The Arab Spring’s Eternal Election Season
Middle Eastern shares were buoyed as Arab Spring bellwethers Egypt and Tunisia headed into final phase elections four years after ousting single party dictators with economic indicators bottoming and external aid packages back on track. Egypt’s almost 30 percent gain through October led the core universe with parliamentary contests likely before year-end, with Islamic groups due to boycott and seats allotted from approved party lists. President Al-Sisi declared a state of emergency in the Sinai after attacks on soldiers, as his terrorist hard line has resumed international backing from the US and Europe with ISIS fears. Secretaries of State and Treasury Kerry and Lew travelled to Cairo and praised initial subsidy changes and other economic reforms as the IMF may consider a $10 billion program in the context of a global coordinated effort centered on Gulf support which was just boosted $5 billion. A $500 million Qatar loan was repaid and a $700 million Paris Club payment is soon due but reserves have firmed above $15 billion with tourism improvement and capital account inflows. Inflation is down to single-digits on near 3 percent growth but the fiscal deficit still exceeds 10 percent of GDP and the pound has been stuck at 7.15 to the dollar despite exchange control relaxation. The central bank is monitoring large government securities exposures at leading banks as the stock exchange is planning to lure bond trading. Private equity houses have assembled smaller deals as billionaire Orascom head Sawiris announced his intention to re-invest domestically after settling a $1 billion tax dispute dating from the Mursi regime. Next door Libya’s collapse has sent wealth into both real and financial assets as officials are reported to be helping former army factions there in battling militias. In Tunisia the legal Islamist party came in second in legislative polls behind a secular movement, reverting the MSCI result to positive as the interim technocrats in charge managed to foster public-private sector cooperation. State bank cleanup remains a key impediment to improving 3 percent growth and 25 percent youth unemployment and is designed to accompany debt and equity market development under EU and World Bank technical assistance.

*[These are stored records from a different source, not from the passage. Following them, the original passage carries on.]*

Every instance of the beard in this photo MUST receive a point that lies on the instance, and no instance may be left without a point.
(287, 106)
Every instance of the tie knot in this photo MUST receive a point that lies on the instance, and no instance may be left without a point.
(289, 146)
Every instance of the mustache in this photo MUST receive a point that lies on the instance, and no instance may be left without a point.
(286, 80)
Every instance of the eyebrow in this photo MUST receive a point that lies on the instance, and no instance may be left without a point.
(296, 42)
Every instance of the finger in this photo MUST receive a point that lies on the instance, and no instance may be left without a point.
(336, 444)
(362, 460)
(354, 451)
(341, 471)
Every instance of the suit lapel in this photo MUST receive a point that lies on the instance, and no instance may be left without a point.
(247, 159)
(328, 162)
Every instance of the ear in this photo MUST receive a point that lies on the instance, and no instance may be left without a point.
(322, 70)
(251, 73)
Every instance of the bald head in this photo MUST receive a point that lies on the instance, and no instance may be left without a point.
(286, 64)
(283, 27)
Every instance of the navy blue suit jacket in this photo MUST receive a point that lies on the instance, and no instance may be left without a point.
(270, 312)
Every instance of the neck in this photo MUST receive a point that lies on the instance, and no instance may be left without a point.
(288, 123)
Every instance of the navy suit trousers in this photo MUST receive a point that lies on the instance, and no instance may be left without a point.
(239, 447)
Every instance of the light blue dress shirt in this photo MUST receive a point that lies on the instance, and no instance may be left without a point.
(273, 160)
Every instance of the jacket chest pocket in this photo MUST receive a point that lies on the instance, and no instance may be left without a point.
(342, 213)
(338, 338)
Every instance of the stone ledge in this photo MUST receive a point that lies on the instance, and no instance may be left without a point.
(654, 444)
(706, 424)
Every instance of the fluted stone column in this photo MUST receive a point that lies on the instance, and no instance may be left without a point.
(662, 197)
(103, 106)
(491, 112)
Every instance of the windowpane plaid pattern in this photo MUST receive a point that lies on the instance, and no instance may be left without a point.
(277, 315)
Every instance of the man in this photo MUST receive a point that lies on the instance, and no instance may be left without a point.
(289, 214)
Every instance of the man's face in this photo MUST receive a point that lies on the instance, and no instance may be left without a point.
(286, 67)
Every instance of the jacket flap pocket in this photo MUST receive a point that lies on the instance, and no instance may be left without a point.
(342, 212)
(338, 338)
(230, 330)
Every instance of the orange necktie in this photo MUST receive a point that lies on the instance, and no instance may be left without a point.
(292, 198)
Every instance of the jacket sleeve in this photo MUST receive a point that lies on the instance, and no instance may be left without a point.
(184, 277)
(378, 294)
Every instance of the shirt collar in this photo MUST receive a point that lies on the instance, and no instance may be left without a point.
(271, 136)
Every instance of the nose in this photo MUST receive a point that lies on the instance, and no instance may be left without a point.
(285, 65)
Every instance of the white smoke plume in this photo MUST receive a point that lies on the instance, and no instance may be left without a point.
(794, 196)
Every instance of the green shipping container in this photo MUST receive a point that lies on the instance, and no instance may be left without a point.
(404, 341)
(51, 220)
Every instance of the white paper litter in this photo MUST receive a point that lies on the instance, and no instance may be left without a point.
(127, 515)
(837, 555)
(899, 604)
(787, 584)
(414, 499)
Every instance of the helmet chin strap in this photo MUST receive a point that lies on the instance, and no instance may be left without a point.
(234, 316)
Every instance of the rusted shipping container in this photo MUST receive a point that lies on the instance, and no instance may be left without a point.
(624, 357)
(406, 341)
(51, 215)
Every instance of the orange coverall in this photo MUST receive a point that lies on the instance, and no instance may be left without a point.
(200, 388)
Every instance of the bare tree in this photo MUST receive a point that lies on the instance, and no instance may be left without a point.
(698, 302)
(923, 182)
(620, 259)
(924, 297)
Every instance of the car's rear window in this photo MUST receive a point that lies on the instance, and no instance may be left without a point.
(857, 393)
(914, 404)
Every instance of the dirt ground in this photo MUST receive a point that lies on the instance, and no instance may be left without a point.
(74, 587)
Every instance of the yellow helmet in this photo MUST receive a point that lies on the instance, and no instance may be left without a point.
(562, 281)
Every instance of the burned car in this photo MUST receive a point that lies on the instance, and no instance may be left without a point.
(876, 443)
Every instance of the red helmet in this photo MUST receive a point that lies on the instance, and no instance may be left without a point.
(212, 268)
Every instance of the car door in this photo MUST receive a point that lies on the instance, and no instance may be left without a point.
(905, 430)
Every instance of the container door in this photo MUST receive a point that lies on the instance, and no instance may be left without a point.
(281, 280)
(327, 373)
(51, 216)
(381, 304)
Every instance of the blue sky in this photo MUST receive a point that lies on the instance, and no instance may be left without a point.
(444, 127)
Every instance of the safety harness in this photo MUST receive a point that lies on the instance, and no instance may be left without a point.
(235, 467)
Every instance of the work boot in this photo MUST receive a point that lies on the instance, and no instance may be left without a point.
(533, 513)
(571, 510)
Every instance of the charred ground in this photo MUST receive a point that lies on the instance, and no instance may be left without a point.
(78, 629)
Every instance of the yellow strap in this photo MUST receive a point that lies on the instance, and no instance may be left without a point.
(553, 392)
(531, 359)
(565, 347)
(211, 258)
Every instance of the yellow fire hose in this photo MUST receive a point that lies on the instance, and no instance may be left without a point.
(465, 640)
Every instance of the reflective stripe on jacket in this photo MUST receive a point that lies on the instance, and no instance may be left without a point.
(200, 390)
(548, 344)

Morocco’s King has devolved more power to parliament as officials are pushing Casablanca as an offshore pan-African finance hub. Budget consolidation has advanced with incremental fuel subsidy cuts and 3 percent GDP growth is again in sight for 2015 with decent agricultural and Eurozone conditions with the MSCI component up 5 percent. Jordan in contrast has fallen slightly with the Iraq-ISIS conflict fallout on energy, tourism and refugee influx, with donors less amenable to closing the 12 percent of GDP current account deficit. Hard currency deposits at one-fifth the system have not spiked with the upheaval, as heavyweight exchange listing Arab Bank strives to reassure accountholders and investors after an adverse New York Court decision on facilitating terrorist funding during a past grim season.